Abstract

Accurate segmentation of medical images is challenging due to unclear lesion boundaries and mask variability. We introduce Segmentation Schödinger Bridge (SSB), the first application of Schödinger Bridge for ambiguous medical image segmentation, modelling joint image-mask dynamics to enhance performance. SSB preserves structural integrity, delineates unclear boundaries without additional guidance, and maintains diversity using a novel loss function. We further propose the Diversity Divergence Index (DDI ) to quantify inter-rater variability, capturing both diversity and consensus. SSB achieves state-of-the-art performance on LIDC-IDRI, COCA, and RACER (in-house) datasets.

Links to Paper and Supplementary Materials

Main Paper (Open Access Version): https://papers.miccai.org/miccai-2025/paper/4859_paper.pdf

SharedIt Link: Not yet available

SpringerLink (DOI): Not yet available

Supplementary Material: Not Submitted

Link to the Code Repository

N/A

Link to the Dataset(s)

N/A

BibTex

@InProceedings{BarLal_Ambiguous_MICCAI2025,
        author = { Baru, Lalith Bharadwaj and Dadi, Kamalaker and Chakraborti, Tapabrata and Bapi, Raju S.},
        title = { { Ambiguous Medical Image Segmentation Using Diffusion Schrödinger Bridge } },
        booktitle = {proceedings of Medical Image Computing and Computer Assisted Intervention -- MICCAI 2025},
        year = {2025},
        publisher = {Springer Nature Switzerland},
        volume = {LNCS 15963},
        month = {September},

}


Reviews

Review #1

  • Please describe the contribution of the paper

    Introduce a method based on Schrodinger Bridge for improved segmentation of ambiguous edge regions under label uncertainty, estimates noise in both conditional and unconditional label setting. The method proposed takes an input images and through a diffusion process transforms it into a segmentation mask in order to preserve anatomical structure.

  • Please list the major strengths of the paper: you should highlight a novel formulation, an original way to use data, demonstration of clinical feasibility, a novel application, a particularly strong evaluation, or anything else that is a strong aspect of this work. Please provide details, for instance, if a method is novel, explain what aspect is novel and why this is interesting.

    Quantitative results show a moderate improvement over established baselines that tackle multi-rater segmentation, while maintaining a lower computational cost due to lower number of function evaluations compared to CIMD and CCCDM methods.

  • Please list the major weaknesses of the paper.
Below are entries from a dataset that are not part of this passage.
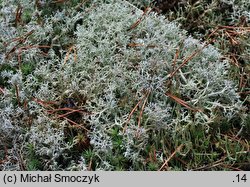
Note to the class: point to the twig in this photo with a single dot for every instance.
(188, 59)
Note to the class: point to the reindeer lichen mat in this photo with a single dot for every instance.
(143, 77)
(129, 83)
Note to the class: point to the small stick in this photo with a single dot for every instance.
(188, 59)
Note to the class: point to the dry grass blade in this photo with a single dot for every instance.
(130, 115)
(141, 112)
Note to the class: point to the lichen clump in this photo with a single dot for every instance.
(133, 76)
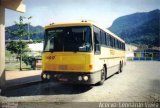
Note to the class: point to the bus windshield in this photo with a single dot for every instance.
(74, 39)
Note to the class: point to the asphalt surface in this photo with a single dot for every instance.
(139, 82)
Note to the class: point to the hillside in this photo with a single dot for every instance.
(38, 30)
(139, 28)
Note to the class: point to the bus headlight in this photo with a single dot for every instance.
(85, 78)
(79, 78)
(48, 76)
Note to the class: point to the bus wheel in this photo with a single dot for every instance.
(103, 76)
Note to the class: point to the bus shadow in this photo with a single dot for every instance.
(46, 89)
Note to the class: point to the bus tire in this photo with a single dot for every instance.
(103, 76)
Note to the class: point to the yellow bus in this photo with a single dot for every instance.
(81, 53)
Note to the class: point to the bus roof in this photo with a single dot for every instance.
(82, 23)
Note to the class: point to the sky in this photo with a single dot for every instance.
(103, 12)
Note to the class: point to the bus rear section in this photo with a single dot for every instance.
(67, 55)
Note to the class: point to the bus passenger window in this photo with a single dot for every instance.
(97, 40)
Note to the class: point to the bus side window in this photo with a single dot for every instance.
(97, 42)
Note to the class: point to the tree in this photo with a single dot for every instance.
(20, 46)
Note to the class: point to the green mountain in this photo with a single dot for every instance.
(139, 28)
(38, 30)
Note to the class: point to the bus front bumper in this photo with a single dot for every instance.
(72, 77)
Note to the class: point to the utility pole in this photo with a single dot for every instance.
(28, 28)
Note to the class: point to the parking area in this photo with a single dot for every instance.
(139, 82)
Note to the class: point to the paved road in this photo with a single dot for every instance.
(139, 82)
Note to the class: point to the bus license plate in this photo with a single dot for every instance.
(63, 67)
(63, 79)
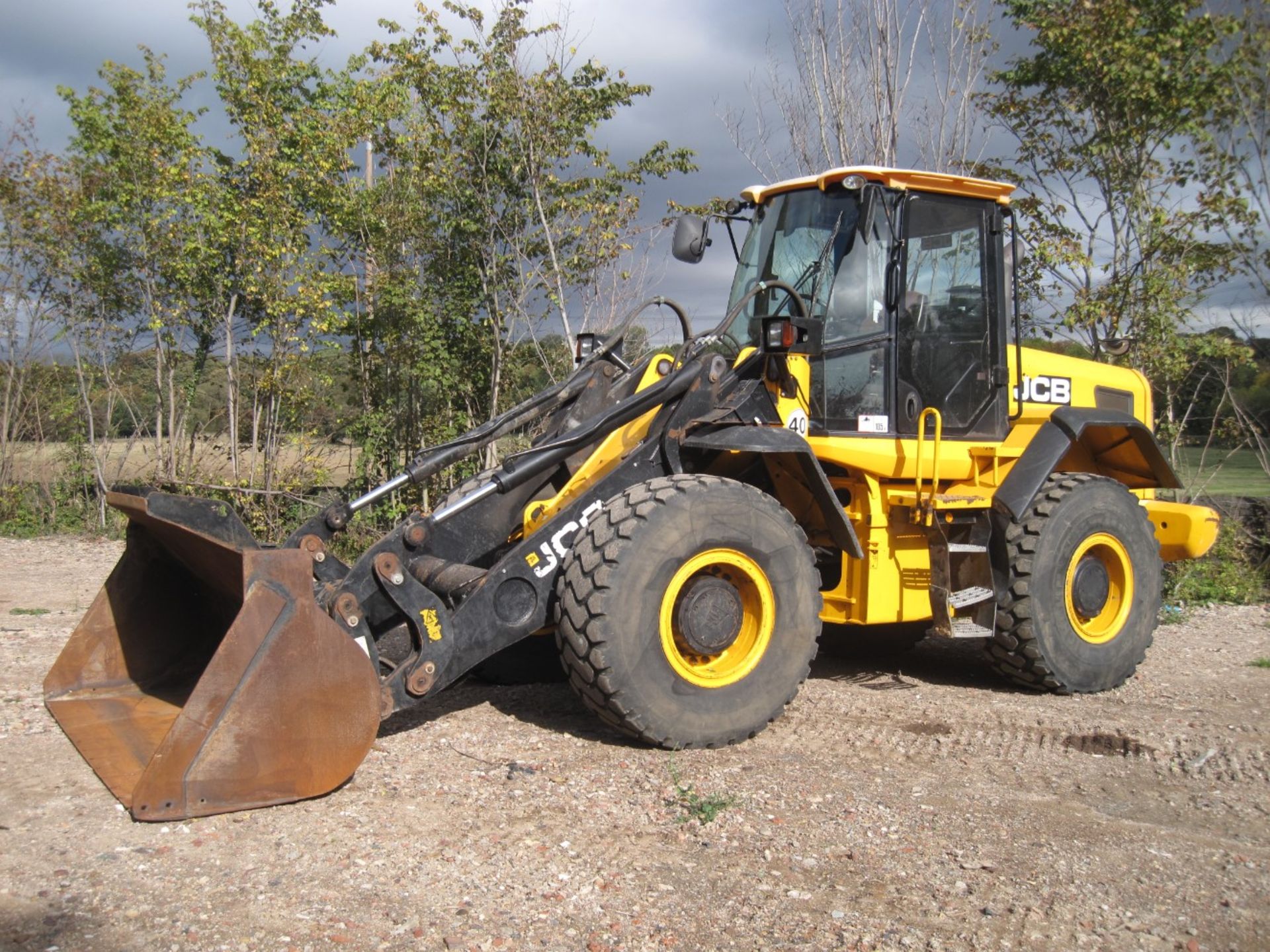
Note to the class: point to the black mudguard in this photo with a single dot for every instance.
(778, 442)
(1122, 446)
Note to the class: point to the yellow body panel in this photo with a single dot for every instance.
(901, 179)
(1183, 531)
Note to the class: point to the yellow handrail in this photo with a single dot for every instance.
(927, 509)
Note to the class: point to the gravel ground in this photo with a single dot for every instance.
(908, 803)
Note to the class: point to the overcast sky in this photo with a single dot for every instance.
(698, 55)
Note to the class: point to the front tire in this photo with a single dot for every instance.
(689, 611)
(1083, 588)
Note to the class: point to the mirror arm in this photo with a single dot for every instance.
(732, 238)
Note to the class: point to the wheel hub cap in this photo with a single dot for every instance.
(709, 615)
(1090, 587)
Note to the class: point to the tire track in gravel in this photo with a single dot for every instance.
(1202, 757)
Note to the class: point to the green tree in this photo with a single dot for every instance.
(495, 206)
(1111, 112)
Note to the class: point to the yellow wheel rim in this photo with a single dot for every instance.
(759, 619)
(1109, 621)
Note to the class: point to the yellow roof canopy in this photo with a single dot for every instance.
(902, 179)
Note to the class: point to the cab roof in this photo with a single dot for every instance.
(904, 179)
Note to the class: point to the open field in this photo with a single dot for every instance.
(912, 803)
(1240, 475)
(122, 461)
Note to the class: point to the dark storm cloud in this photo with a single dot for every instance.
(695, 55)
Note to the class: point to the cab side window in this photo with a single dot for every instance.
(945, 331)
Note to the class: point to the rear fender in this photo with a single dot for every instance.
(1086, 440)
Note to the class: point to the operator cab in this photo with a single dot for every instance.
(910, 286)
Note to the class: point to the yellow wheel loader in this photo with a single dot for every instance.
(857, 444)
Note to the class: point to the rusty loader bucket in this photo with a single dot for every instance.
(205, 678)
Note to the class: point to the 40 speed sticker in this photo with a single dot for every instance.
(796, 422)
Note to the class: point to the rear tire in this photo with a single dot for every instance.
(1083, 588)
(654, 588)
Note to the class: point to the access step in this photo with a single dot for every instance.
(968, 629)
(972, 596)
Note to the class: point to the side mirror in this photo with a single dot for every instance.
(690, 240)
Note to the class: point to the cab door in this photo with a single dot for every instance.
(949, 327)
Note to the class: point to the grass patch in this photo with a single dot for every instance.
(1240, 476)
(695, 807)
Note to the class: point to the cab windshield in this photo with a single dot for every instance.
(813, 241)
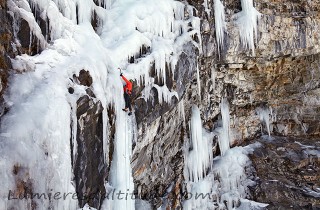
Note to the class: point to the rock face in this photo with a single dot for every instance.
(282, 78)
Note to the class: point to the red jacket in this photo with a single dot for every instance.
(128, 87)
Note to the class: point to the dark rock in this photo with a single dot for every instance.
(90, 168)
(288, 173)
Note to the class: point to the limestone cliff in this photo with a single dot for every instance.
(281, 78)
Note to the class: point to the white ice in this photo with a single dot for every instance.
(36, 132)
(247, 21)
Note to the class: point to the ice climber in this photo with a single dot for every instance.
(127, 89)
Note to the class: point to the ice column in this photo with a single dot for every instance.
(220, 23)
(248, 23)
(264, 116)
(224, 135)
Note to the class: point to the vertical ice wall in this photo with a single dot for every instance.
(248, 24)
(41, 109)
(121, 180)
(224, 133)
(200, 156)
(264, 116)
(198, 159)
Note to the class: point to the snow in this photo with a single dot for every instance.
(200, 156)
(36, 132)
(120, 173)
(224, 133)
(247, 21)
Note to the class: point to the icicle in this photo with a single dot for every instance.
(213, 77)
(181, 112)
(200, 156)
(220, 23)
(224, 136)
(248, 24)
(264, 116)
(198, 82)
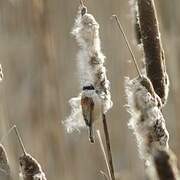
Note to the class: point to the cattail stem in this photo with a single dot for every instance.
(104, 154)
(108, 147)
(104, 175)
(20, 140)
(127, 44)
(154, 54)
(82, 3)
(7, 134)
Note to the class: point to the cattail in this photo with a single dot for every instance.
(30, 168)
(4, 164)
(147, 120)
(154, 53)
(95, 98)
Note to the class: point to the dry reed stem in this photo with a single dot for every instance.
(4, 164)
(30, 168)
(104, 154)
(108, 147)
(154, 54)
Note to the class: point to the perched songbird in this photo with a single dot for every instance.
(91, 108)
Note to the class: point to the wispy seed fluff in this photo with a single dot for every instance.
(92, 74)
(146, 120)
(30, 168)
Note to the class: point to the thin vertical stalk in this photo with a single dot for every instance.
(108, 147)
(104, 154)
(154, 54)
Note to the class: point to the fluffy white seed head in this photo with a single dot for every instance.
(92, 73)
(146, 120)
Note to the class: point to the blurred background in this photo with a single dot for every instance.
(38, 56)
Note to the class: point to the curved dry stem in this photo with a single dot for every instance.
(20, 140)
(127, 44)
(154, 54)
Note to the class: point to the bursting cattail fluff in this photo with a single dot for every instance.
(95, 98)
(4, 164)
(30, 168)
(146, 120)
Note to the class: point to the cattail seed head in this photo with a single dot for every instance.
(92, 75)
(147, 120)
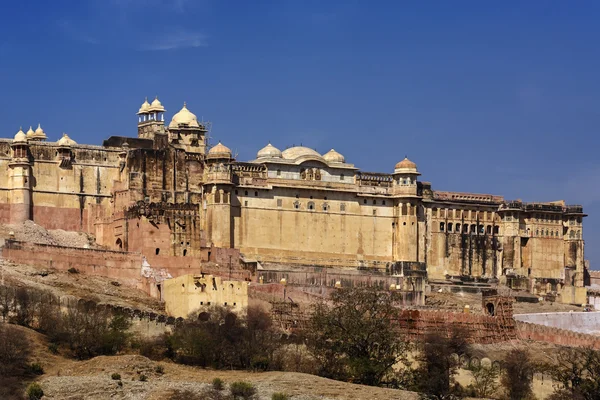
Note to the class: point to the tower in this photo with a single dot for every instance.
(217, 201)
(186, 132)
(151, 119)
(407, 245)
(20, 177)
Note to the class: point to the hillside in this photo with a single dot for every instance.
(70, 380)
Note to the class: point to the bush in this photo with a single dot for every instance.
(14, 350)
(154, 349)
(53, 348)
(218, 384)
(34, 391)
(242, 390)
(36, 369)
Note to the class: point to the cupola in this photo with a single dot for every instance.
(269, 151)
(406, 167)
(39, 134)
(333, 156)
(184, 119)
(219, 152)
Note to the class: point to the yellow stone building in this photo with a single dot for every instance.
(168, 195)
(187, 294)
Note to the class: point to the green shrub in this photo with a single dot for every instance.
(53, 348)
(34, 391)
(218, 384)
(242, 390)
(36, 368)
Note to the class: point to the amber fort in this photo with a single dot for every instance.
(166, 194)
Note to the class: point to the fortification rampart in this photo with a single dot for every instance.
(126, 267)
(113, 264)
(561, 337)
(478, 328)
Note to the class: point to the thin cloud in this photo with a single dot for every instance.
(177, 40)
(75, 33)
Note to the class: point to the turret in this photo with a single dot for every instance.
(186, 132)
(151, 119)
(20, 179)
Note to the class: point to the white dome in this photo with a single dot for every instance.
(219, 151)
(144, 107)
(269, 151)
(66, 141)
(156, 106)
(39, 133)
(334, 156)
(299, 151)
(184, 118)
(20, 137)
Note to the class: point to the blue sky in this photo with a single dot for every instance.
(485, 97)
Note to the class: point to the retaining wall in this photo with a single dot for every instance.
(582, 322)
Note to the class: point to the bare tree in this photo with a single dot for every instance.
(354, 338)
(14, 350)
(517, 374)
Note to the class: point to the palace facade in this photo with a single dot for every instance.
(166, 194)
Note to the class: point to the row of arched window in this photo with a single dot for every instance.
(547, 232)
(466, 228)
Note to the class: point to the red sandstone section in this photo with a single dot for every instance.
(68, 219)
(480, 328)
(561, 337)
(123, 266)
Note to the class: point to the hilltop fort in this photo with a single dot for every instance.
(168, 197)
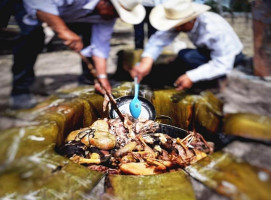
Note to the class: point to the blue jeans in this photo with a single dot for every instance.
(25, 51)
(139, 30)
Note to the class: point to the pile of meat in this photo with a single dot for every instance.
(132, 147)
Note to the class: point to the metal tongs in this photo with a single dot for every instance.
(109, 95)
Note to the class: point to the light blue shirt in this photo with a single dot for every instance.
(76, 11)
(210, 31)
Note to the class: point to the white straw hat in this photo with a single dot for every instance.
(130, 11)
(174, 13)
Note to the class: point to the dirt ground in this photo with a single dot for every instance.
(60, 69)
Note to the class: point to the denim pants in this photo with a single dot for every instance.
(25, 52)
(139, 30)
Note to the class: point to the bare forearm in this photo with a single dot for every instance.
(54, 21)
(147, 62)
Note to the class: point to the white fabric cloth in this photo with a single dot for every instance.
(152, 3)
(76, 11)
(210, 31)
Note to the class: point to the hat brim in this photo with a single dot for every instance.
(134, 16)
(159, 20)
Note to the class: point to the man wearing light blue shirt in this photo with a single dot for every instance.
(218, 47)
(101, 14)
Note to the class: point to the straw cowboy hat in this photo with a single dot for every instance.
(130, 11)
(174, 13)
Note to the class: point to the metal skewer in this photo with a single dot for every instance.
(109, 95)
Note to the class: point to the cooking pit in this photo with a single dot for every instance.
(31, 167)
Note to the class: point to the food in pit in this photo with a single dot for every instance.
(133, 147)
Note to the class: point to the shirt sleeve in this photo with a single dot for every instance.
(31, 7)
(221, 63)
(100, 40)
(157, 42)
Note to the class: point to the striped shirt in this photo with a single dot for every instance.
(76, 11)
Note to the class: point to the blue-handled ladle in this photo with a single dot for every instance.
(135, 104)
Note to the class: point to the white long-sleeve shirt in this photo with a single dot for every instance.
(210, 31)
(76, 11)
(152, 3)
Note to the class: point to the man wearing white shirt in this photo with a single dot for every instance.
(139, 30)
(58, 14)
(218, 46)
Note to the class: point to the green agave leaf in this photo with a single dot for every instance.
(46, 175)
(205, 109)
(208, 112)
(24, 141)
(232, 177)
(174, 104)
(248, 125)
(167, 186)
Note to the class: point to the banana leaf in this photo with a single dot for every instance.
(248, 125)
(232, 177)
(167, 186)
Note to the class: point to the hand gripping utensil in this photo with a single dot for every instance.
(109, 95)
(135, 104)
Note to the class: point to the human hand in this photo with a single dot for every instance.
(106, 10)
(106, 85)
(183, 82)
(72, 40)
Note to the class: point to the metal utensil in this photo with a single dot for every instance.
(135, 104)
(147, 108)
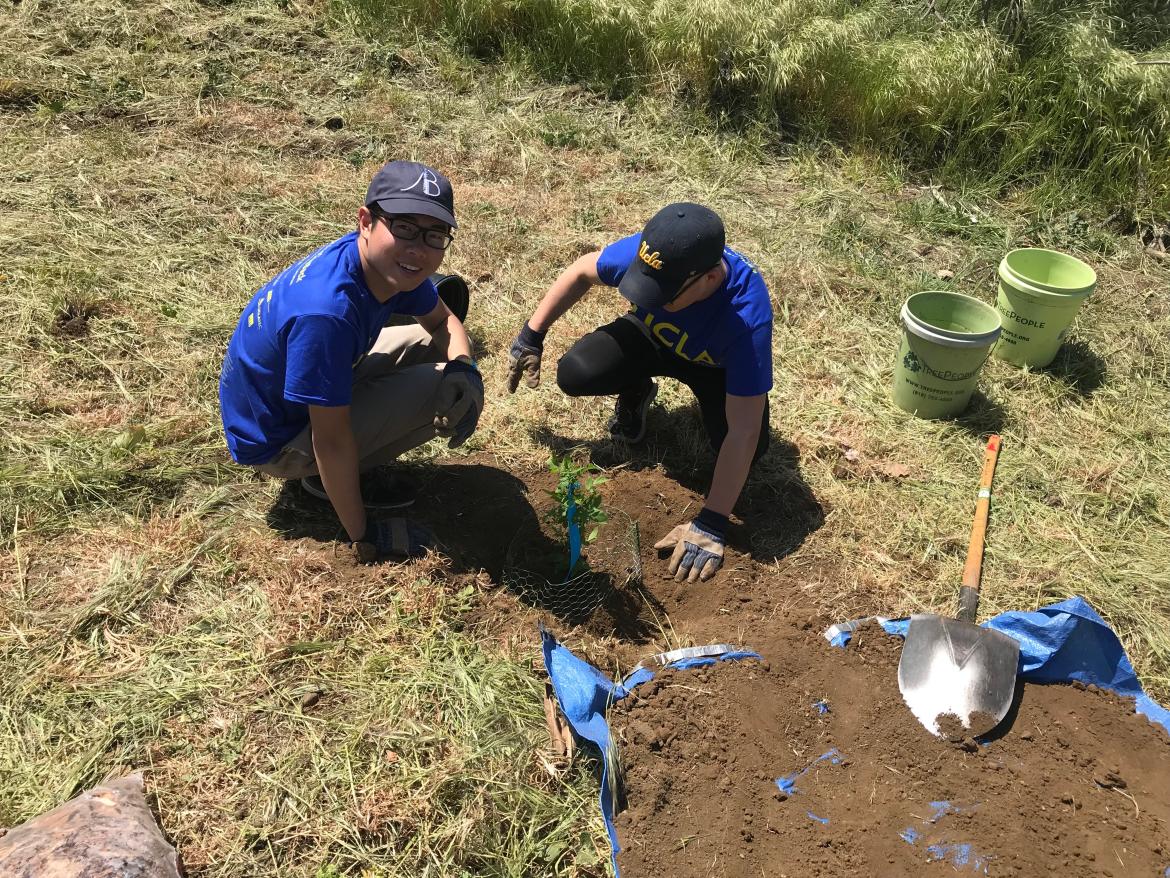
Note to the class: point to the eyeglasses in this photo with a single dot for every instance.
(406, 230)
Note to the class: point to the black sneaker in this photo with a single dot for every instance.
(380, 489)
(628, 420)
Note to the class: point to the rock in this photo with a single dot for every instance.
(105, 831)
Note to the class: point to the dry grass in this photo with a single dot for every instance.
(170, 157)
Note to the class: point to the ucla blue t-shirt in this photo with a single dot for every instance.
(297, 343)
(731, 329)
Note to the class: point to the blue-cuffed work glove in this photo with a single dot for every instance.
(392, 540)
(525, 357)
(697, 547)
(460, 402)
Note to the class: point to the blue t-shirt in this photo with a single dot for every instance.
(731, 329)
(297, 343)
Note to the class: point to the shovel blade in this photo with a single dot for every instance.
(951, 669)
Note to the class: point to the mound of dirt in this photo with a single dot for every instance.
(809, 763)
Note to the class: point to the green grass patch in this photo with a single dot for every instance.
(1038, 90)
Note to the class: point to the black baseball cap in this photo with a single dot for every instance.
(411, 187)
(681, 241)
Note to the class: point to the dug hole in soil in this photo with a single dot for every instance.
(1076, 781)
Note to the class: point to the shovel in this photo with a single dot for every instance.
(957, 678)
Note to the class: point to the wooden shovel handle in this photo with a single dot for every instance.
(969, 591)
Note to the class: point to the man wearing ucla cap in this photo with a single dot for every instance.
(317, 386)
(701, 314)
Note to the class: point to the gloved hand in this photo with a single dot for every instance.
(460, 402)
(392, 540)
(525, 357)
(697, 547)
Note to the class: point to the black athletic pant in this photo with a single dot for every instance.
(620, 356)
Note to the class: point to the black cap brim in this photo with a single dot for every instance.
(644, 290)
(421, 206)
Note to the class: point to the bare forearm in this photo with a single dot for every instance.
(564, 293)
(452, 338)
(731, 471)
(337, 461)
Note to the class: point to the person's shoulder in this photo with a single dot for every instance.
(749, 292)
(324, 281)
(616, 258)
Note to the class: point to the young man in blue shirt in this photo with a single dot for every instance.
(316, 386)
(701, 314)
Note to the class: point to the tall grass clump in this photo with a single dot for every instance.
(1013, 91)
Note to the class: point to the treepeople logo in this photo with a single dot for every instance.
(429, 184)
(914, 363)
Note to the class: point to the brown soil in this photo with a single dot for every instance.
(1078, 782)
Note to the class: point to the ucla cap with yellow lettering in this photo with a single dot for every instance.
(411, 187)
(681, 241)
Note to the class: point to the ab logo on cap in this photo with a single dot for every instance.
(429, 184)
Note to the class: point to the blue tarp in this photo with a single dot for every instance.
(1060, 643)
(585, 694)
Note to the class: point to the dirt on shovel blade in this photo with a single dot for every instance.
(811, 765)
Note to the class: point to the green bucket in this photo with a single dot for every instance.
(1039, 295)
(945, 341)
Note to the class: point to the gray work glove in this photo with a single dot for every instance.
(525, 357)
(460, 402)
(697, 547)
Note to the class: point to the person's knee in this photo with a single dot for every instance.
(762, 445)
(573, 374)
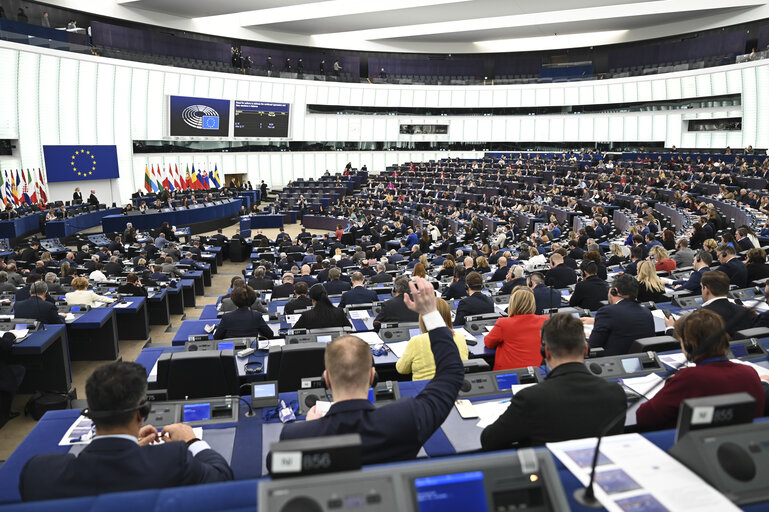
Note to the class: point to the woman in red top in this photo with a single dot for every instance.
(713, 375)
(517, 337)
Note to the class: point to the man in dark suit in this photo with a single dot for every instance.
(701, 262)
(259, 282)
(243, 322)
(589, 292)
(732, 266)
(381, 276)
(117, 404)
(457, 289)
(335, 286)
(284, 290)
(715, 286)
(395, 431)
(395, 309)
(357, 294)
(623, 321)
(559, 275)
(476, 303)
(300, 301)
(571, 403)
(37, 306)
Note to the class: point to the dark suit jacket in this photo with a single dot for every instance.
(395, 310)
(737, 272)
(39, 309)
(282, 291)
(589, 293)
(736, 317)
(395, 431)
(358, 295)
(571, 403)
(617, 326)
(560, 276)
(321, 318)
(475, 304)
(241, 323)
(337, 287)
(118, 465)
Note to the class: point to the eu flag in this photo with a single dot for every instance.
(78, 163)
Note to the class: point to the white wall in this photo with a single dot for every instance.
(50, 97)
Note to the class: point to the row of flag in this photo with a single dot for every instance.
(18, 187)
(159, 179)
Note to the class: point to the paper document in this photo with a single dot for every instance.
(488, 412)
(398, 347)
(634, 474)
(369, 337)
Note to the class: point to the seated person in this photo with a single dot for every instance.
(37, 306)
(516, 337)
(243, 322)
(117, 403)
(132, 286)
(703, 340)
(300, 301)
(418, 357)
(395, 309)
(476, 303)
(618, 325)
(571, 403)
(323, 313)
(398, 430)
(358, 294)
(82, 296)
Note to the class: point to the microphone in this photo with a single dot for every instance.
(585, 496)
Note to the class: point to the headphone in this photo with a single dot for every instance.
(143, 408)
(253, 367)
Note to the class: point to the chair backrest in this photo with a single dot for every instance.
(199, 374)
(291, 363)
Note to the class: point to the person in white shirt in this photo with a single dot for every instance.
(82, 296)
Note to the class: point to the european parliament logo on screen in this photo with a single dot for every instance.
(78, 163)
(199, 117)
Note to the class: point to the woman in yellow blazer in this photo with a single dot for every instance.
(82, 296)
(418, 358)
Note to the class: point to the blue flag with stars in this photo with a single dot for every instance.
(79, 163)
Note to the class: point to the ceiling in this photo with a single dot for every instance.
(436, 26)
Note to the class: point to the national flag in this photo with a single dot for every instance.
(215, 177)
(43, 194)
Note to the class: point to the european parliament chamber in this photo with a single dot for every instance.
(310, 256)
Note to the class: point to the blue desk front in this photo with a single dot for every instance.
(67, 227)
(155, 219)
(20, 227)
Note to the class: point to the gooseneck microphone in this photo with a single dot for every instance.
(585, 496)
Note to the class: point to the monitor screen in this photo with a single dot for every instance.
(507, 380)
(739, 350)
(263, 390)
(632, 365)
(448, 493)
(197, 412)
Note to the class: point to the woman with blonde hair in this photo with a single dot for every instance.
(418, 357)
(662, 260)
(82, 296)
(517, 337)
(650, 287)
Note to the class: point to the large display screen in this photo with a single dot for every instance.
(261, 119)
(201, 117)
(449, 493)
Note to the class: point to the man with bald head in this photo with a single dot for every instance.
(398, 430)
Please provide details: for instance, if you state that a formulation, way of using data, demonstration of clinical feasibility, or application is not novel, then you must provide specific references to prior work.

    The performance of the proposed and comparative methods under unknown number of output samples. Based on my understanding of the paper and the comparative methods, varying the number of output masks could result in different performances, it is unclear from the paper if the number of samples for all methods was kept constant? And if at a given constant number of samples is the compute cost / performance better?

  • Please rate the clarity and organization of this paper

    Satisfactory

  • Please comment on the reproducibility of the paper. Please be aware that providing code and data is a plus, but not a requirement for acceptance.

    The authors claimed to release the source code and/or dataset upon acceptance of the submission.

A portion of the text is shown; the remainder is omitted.